As noted, the album's musical complexity OR the catchyness factor of its - usually - gloomy hooks hardly are of such elegance or inventiveness that you could bow down to too many of them with an honest expression on the face. (Which would be even harder if the release would have the highly expectable capacity to rip your face off, but, this never happens, I assure you soundly.)
While the release is a passable- , diligently constructed industrial flow with harshly limited cunning to relevantly affect your emotion despite the kinetic sledgehammers it treats you with, exceptional moments, though present, are scarce to greet, and are located on the latter parts of the spin. "Bleeding Out" has this "hey, this kind of has a Faith No More vibe going on!" and the bonus track "Fuels the Comedy" - available on the Special Edition as a BONUS! - has a superb chorus. Ah wait!! Korn's "Fuels the Comedy" is a copy of Faith No More's rendition of Epic, isn't it.
The last track of the Special Edition, with the additional bonus delivery "Tension" also is one of the more tight tracks, though it is having Stone Sour's Cardiff written all over it, so welcome to yet another psychotic breakdown anthem, motherfucker. To be honest, among the "regular edition" tracks, only two did catch my attention right away. Firstly, number 4, "Narcissistic Cannibal" got it - because you think it is about me, but this isn't the only reason I like it - as the track sounds like a Disturbed song in a cyborg disco. The second track I like is about your mom.
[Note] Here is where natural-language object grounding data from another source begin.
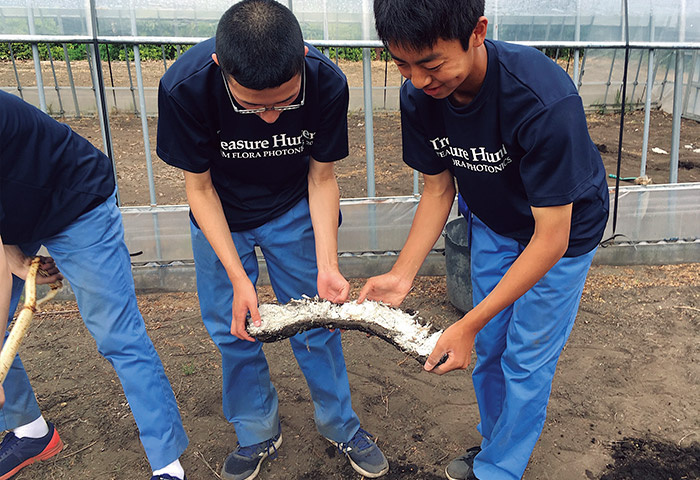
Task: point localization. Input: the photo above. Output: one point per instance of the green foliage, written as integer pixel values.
(78, 51)
(353, 54)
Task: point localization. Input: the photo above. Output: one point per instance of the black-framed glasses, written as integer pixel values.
(280, 108)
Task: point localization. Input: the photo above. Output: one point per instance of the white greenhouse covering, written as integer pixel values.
(588, 21)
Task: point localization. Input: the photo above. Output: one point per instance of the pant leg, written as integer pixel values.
(491, 256)
(288, 245)
(539, 325)
(20, 401)
(93, 257)
(249, 398)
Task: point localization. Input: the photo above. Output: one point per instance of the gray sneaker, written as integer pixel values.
(462, 467)
(364, 455)
(244, 462)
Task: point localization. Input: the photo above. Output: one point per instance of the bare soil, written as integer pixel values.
(624, 403)
(625, 396)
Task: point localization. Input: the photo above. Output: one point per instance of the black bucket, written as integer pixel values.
(458, 264)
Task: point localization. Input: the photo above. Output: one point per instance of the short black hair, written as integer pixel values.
(419, 24)
(260, 44)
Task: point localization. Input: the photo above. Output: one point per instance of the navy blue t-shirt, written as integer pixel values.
(49, 175)
(259, 170)
(521, 142)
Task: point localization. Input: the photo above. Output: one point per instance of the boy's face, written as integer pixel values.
(445, 68)
(280, 96)
(270, 101)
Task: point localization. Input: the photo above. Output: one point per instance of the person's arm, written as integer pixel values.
(431, 215)
(5, 294)
(324, 205)
(548, 244)
(207, 210)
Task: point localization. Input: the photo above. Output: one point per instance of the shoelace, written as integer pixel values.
(258, 449)
(6, 444)
(360, 441)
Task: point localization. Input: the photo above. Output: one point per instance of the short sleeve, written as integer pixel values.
(181, 137)
(417, 151)
(331, 140)
(559, 154)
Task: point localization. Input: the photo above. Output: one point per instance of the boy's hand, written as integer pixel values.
(245, 300)
(333, 286)
(19, 265)
(456, 342)
(387, 288)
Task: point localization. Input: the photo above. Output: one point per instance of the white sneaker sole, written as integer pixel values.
(358, 468)
(276, 444)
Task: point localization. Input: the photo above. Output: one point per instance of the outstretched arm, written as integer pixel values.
(206, 208)
(324, 205)
(431, 215)
(548, 244)
(5, 293)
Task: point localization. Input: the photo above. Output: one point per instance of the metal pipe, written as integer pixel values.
(677, 101)
(14, 67)
(71, 81)
(369, 120)
(607, 89)
(647, 113)
(676, 122)
(144, 118)
(37, 59)
(367, 93)
(131, 80)
(99, 89)
(55, 81)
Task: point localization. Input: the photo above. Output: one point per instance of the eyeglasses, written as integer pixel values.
(275, 108)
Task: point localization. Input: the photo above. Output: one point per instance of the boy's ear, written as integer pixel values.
(479, 33)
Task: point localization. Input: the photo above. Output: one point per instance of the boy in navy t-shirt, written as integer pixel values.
(507, 123)
(256, 118)
(57, 190)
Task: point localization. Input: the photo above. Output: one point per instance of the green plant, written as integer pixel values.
(188, 369)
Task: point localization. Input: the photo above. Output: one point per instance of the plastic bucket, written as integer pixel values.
(458, 264)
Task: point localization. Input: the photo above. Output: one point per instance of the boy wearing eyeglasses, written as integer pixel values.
(256, 118)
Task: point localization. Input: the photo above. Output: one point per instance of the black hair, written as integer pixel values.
(260, 44)
(419, 24)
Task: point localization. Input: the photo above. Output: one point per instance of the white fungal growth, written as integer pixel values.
(405, 329)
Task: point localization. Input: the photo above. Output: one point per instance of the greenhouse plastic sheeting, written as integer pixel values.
(652, 214)
(511, 20)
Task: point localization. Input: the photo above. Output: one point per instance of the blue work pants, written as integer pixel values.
(517, 351)
(249, 398)
(93, 257)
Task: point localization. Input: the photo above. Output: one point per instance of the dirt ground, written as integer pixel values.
(627, 381)
(624, 403)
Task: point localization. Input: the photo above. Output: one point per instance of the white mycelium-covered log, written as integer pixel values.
(399, 328)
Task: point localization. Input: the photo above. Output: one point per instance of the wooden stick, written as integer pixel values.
(21, 325)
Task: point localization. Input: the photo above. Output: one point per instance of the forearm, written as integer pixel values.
(324, 206)
(5, 291)
(17, 262)
(208, 211)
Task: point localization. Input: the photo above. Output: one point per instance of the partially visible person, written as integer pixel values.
(256, 119)
(508, 125)
(58, 190)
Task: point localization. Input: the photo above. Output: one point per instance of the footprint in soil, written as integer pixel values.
(651, 459)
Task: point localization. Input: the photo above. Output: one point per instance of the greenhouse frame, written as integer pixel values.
(658, 43)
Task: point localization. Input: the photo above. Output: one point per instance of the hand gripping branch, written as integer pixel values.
(21, 325)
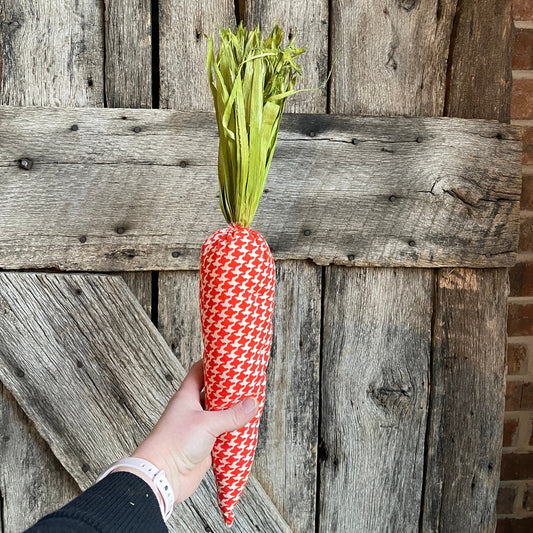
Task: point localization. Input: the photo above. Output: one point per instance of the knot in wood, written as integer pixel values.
(394, 398)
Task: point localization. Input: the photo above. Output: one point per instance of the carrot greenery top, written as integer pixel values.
(250, 79)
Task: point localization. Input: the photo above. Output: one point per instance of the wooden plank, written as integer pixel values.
(91, 333)
(374, 382)
(469, 340)
(467, 399)
(113, 199)
(309, 22)
(481, 29)
(392, 58)
(286, 457)
(51, 54)
(178, 319)
(183, 49)
(33, 482)
(128, 42)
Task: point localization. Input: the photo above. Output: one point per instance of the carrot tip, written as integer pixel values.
(228, 518)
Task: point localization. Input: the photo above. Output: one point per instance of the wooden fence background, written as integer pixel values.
(386, 385)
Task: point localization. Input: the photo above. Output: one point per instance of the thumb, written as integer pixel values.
(233, 418)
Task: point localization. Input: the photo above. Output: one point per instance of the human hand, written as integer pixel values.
(181, 441)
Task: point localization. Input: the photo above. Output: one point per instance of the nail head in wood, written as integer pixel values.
(25, 163)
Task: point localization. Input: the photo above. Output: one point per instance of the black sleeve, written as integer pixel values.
(121, 503)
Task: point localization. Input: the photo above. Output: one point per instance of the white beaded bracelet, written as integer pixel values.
(157, 477)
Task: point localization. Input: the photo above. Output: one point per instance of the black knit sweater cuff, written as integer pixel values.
(121, 503)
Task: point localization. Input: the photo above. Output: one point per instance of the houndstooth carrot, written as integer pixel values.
(251, 81)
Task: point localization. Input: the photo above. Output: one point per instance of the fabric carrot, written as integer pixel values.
(250, 79)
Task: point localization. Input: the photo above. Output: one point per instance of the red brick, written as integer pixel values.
(526, 200)
(520, 319)
(515, 525)
(516, 359)
(505, 501)
(513, 395)
(517, 466)
(522, 10)
(526, 402)
(523, 49)
(510, 432)
(527, 502)
(522, 99)
(525, 242)
(521, 279)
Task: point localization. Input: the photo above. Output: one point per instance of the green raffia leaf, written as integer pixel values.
(250, 80)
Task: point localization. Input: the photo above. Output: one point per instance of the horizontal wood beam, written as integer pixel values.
(124, 189)
(93, 374)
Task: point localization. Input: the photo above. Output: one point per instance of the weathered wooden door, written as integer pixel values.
(392, 235)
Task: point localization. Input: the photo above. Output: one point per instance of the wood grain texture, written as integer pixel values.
(374, 383)
(467, 399)
(138, 199)
(481, 29)
(286, 456)
(392, 56)
(183, 49)
(51, 53)
(309, 22)
(90, 332)
(128, 45)
(32, 481)
(140, 284)
(470, 325)
(179, 314)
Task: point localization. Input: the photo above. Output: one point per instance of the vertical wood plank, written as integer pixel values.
(392, 56)
(128, 42)
(51, 54)
(393, 61)
(128, 66)
(44, 487)
(481, 29)
(286, 457)
(463, 467)
(374, 381)
(179, 314)
(467, 397)
(183, 50)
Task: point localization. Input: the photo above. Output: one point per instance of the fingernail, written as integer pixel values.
(249, 405)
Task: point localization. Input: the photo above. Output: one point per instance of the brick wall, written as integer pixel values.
(515, 497)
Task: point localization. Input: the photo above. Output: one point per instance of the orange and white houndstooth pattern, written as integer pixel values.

In conclusion, know this about Korn's latest : this release is very unlikely to utterly disappoint you in case you think you sport an open mind, because, regardless of its radical tools, it is accessible music at heart, and musically pronounced/expressed angst and intimidating tendencies are not too relevant traits of the fabric. Well, one could say the following : this also is a nice attribute of the spin as whole, because it does not need to rely on fast tempos to be acceptable. But, the other side of the coin is this : if Korn would have given you faster tempos on this LP with THIS set of instruments, then you would have an awful hard time distinguishing this one from standard industrial techno warfare. And no, I do not oppose industrial techno, as there is no kind of music I oppose. All in all, Korn's The Path of Totality is heavily electronica in nature, I dare say that sometimes it invokes 1997 sci-fi computer game vibes, AND the release looks OK as THAT for what the agenda on board is. But, if you are anticipating a metal release, you will be deceived. Korn's latest is not metal in character, nor seeks to be. It's the mid-tempo variant of the music of Kidney Thieves from 1999. And this is a mindhack attempt.